Development of a syngeneic in vivo tumor model and its use in evaluating a novel P-glycoprotein modulator, PGP-4008.

Multidrug resistance (MDR) is a phenomenon by which tumor cells develop reduced sensitivity to anticancer drugs, which often leads to the failure of cancer chemotherapy. A prominent mechanism of MDR is the overexpression of the multidrug efflux pump, P-glycoprotein (P-gp), that decreases the intracellular accumulation of many anticancer drugs, leading to increased tumor growth. Intensive efforts are under way to develop clinically useful MDR modulators that inhibit the function of P-gp for use in combination with established anticancer drugs. Our goal was to develop an improved in vivo solid tumor model utilizing immunocompetent animals to examine the efficacy of P-gp-specific MDR modulators. Using in vitro cytotoxicity and drug accumulation assays, two transformed murine cell lines, JC and TIB-75, were found to demonstrate the P-gp-mediated MDR phenotype. In contrast, two similar lines did not express functional P-gp.

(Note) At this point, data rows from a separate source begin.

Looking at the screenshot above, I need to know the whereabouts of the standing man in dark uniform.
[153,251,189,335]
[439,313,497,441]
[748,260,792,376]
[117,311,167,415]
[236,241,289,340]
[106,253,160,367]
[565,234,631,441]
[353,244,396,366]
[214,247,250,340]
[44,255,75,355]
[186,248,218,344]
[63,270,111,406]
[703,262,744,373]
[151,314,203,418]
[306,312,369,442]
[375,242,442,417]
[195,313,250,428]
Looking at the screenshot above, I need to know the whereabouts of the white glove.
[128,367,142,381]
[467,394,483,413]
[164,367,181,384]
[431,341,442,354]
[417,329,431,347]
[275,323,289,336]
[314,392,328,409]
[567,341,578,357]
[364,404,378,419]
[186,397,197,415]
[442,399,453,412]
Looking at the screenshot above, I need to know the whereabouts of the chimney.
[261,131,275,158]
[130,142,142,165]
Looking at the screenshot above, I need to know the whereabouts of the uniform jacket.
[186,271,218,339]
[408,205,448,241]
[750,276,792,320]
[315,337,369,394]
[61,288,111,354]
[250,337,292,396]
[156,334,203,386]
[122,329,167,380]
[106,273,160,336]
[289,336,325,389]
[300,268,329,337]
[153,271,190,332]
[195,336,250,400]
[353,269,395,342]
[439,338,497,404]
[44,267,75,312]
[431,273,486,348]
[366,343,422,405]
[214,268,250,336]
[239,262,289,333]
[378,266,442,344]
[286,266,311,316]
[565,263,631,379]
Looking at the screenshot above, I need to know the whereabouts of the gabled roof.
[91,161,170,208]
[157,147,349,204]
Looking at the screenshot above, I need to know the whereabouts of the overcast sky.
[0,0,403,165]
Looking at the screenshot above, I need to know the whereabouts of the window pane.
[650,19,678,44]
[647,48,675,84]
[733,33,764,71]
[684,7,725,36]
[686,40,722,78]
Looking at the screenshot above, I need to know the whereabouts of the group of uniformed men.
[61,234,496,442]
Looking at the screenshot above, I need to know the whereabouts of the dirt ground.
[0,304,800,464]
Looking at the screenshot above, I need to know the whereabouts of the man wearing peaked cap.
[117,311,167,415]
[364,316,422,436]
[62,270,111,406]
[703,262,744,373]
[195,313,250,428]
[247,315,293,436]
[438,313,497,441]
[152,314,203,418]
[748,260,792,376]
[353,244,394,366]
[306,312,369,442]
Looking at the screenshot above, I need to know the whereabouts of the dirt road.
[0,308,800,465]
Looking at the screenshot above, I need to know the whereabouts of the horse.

Western blot analyses confirmed the expression of P-gp and the lack of expression of the closely related drug efflux protein MRP1 in the JC and TIB-75 cell lines. The JC cell line displayed excellent tumorigenicity and consistent growth kinetics when implanted into immune-competent Balb/c mice. Animals treated with a combination of a known MDR modulator, cyclosporin A, and a cytotoxic drug, doxorubicin, exhibited significantly reduced tumor growth compared with untreated controls or animals treated with either cyclosporin A or doxorubicin alone. Similarly, a novel P-gp-specific MDR modulator, PGP-4008, in combination with doxorubicin showed inhibition of tumor growth. However, in contrast with the significant loss of body weight observed in the animals treated with the combination of cyclosporin A and doxorubicin, those treated with PGP-4008 plus doxorubicin did not experience weight loss. Therefore, this syngeneic solid tumor model provides a new in vivo system that can be used to evaluate the efficacy of P-gp inhibitors in an immune-competent host. This should allow improved prediction of the clinical utility of these compounds.